If the ban on Iranian oil imports is complied with, given current output disruptions in Nigeria and Libya, and US sanctions on Venezuela that have lowered oil exports, global spare capacity is likely shrink to nothing by the end of 2018. This is also coming at summer time when there is typically increased consumption – in the US and the Middle East. The US mid-term elections are a mere four months away, average gas prices – at $2.82 per gallon are gradually approaching the $3 per gallon threshold. This is 16.5% higher than the 2017 average of about $2.42 per gallon. Trump will need oil prices to fall to about $65pb for gasoline prices to return to their 2017 average.
Iran & Venezuela
Both economies are facing sanctions from the US that affect their oil exports; both are facing losses in market share; both were initially resolute in their demand that OPEC not raise production and both have little to gain from a drop in oil prices.
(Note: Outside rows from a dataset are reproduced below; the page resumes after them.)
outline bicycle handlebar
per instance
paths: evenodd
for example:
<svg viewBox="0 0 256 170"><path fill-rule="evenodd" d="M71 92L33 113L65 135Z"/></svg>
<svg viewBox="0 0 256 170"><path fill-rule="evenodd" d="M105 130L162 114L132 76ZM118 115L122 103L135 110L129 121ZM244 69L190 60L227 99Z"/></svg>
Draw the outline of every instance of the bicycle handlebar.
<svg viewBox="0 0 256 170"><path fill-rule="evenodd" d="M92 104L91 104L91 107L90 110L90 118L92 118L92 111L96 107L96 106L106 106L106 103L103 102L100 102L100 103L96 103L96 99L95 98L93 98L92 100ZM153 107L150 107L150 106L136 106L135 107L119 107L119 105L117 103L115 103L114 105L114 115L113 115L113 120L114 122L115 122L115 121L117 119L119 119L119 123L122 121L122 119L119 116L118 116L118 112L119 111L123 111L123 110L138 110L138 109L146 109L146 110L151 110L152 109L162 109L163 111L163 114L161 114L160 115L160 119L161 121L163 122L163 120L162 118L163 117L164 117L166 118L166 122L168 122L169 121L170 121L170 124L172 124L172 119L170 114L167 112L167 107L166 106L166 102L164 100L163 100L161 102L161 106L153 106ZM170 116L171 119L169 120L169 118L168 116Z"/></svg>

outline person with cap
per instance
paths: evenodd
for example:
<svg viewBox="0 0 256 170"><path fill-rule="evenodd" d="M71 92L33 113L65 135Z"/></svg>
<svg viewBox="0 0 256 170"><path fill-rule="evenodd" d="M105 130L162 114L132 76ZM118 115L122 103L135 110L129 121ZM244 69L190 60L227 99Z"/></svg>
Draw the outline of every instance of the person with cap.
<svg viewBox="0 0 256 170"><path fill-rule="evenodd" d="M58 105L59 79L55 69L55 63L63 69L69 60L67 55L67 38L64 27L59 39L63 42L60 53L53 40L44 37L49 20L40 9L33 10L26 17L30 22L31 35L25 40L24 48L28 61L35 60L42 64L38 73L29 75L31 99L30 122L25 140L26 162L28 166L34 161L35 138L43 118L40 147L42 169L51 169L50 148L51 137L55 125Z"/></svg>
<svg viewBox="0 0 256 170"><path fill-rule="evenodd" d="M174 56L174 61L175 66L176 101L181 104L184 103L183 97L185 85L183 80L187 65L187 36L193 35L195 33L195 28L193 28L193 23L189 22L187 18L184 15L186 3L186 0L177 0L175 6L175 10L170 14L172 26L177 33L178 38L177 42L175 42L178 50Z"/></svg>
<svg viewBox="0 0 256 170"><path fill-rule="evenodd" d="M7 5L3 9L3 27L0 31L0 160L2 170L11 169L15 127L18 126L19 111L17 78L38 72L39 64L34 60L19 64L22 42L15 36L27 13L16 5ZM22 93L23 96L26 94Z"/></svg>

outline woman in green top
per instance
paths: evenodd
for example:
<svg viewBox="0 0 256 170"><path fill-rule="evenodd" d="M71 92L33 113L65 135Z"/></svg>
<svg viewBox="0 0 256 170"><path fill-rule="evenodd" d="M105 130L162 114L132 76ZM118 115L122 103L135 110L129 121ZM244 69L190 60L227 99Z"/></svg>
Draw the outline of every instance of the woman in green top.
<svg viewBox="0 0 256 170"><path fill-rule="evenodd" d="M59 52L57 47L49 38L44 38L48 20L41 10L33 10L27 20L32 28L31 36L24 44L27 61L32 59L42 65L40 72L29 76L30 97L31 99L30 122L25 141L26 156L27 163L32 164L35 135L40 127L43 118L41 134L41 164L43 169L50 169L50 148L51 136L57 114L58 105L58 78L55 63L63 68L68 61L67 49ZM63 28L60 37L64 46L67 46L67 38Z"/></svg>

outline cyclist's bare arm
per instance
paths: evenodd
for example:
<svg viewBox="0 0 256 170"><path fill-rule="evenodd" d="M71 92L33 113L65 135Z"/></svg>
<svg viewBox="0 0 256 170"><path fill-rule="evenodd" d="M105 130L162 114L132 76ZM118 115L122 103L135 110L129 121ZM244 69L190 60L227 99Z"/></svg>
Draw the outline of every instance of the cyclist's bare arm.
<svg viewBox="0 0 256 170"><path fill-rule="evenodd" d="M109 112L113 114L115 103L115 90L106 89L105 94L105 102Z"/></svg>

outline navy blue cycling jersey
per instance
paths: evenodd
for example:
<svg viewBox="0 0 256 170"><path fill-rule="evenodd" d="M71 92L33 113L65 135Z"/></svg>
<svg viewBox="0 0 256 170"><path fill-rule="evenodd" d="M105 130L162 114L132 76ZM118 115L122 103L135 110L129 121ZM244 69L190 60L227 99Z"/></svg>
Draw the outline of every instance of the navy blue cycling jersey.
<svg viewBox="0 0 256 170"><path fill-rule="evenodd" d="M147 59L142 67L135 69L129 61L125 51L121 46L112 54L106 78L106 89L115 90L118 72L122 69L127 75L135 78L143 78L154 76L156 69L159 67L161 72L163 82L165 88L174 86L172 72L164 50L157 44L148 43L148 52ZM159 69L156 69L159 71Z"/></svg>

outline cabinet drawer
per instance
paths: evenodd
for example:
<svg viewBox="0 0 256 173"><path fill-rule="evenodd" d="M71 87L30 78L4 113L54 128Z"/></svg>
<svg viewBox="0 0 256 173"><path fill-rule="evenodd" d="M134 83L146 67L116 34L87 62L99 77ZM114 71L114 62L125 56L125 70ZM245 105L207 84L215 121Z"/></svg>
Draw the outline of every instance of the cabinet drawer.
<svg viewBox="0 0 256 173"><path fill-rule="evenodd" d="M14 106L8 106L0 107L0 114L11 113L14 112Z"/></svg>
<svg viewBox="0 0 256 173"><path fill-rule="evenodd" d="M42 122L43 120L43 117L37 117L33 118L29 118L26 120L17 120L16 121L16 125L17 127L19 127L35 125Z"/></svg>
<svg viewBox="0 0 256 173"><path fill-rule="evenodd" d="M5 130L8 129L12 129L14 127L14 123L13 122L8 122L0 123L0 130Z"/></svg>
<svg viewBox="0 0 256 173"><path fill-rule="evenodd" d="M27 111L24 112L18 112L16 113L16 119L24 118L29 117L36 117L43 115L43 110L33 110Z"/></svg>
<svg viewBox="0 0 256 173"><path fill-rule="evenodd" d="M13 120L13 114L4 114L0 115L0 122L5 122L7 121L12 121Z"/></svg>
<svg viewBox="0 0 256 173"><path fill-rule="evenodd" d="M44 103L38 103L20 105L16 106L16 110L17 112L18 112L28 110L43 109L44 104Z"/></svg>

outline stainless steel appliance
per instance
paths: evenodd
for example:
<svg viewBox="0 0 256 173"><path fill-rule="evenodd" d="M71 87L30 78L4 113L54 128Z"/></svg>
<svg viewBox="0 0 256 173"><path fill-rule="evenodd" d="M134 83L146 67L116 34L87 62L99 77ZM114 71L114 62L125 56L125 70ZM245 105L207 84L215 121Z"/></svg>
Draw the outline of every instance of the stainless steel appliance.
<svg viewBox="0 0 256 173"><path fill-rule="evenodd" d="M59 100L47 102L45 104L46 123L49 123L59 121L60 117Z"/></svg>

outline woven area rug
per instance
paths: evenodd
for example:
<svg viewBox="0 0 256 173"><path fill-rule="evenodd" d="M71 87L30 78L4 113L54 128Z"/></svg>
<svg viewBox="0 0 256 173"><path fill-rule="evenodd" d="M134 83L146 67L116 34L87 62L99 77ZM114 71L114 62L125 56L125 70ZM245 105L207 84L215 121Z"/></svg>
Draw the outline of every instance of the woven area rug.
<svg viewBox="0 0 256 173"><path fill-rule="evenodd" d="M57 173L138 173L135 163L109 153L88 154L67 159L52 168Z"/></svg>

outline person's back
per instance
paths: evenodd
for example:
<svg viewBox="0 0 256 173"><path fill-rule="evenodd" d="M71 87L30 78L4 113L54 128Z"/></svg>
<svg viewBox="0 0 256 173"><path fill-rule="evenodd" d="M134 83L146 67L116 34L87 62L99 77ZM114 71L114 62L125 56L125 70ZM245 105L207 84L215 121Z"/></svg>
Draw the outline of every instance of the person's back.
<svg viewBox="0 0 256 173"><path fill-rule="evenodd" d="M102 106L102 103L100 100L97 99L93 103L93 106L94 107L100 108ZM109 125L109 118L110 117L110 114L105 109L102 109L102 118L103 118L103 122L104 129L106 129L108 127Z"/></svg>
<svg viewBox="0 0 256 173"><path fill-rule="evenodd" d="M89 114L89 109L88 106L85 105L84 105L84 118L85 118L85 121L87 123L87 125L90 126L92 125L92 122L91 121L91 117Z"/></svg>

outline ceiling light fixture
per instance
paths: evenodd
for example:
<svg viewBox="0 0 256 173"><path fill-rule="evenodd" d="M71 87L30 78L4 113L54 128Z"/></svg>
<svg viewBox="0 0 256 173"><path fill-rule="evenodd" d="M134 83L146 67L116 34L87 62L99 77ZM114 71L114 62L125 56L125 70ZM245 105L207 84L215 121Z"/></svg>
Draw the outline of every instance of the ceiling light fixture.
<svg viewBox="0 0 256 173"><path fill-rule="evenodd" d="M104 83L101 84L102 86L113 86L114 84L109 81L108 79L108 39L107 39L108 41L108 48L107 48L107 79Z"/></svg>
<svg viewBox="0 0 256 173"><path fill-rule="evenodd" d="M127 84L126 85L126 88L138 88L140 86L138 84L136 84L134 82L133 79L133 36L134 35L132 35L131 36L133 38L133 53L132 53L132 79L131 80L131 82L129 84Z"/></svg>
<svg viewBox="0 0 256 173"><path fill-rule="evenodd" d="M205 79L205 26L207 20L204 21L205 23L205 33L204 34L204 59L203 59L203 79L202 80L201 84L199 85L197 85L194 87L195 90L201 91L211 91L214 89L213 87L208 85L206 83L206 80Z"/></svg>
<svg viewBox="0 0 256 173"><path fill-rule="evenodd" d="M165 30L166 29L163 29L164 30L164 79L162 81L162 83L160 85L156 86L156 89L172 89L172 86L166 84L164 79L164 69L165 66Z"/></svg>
Venezuela is currently in the middle of a drawn out economic crisis that has led to oil output falling by 500,000bpd below its OPEC quota. It has no spare capacity and has been very vocal in its objection to countries with additional capacity, like Saudi Arabia, filling its output gap. It believes its out-put would recover in another three-four months, therefore it is unnecessary for another producer to step up in its stead. Iran’s output is expected to fall by at least a third by the end of 2018 as a result of US sanctions. A loss in market share, amid a deal to balance the oil market in a bid to keep prices from rising too much, is a raw deal for both countries at this time.
Oil markets are becoming increasingly politicized, and with Trump keen on lower prices, markets should brace themselves for increased volatility. OPEC’s renewed relevance is hinged somewhat on the co-operation of Russia and nine other non-OPEC producers. This presents a need to make the alliance more formal and permanent – at least with Russia. The move would bring the two largest exporters of crude oil – Saudi Arabia and Russia, accounting for 21mbpd – together under an alliance different from OPEC. If this were to become reality, they would wield much more influence on global oil prices and would become a rival to OPEC over time.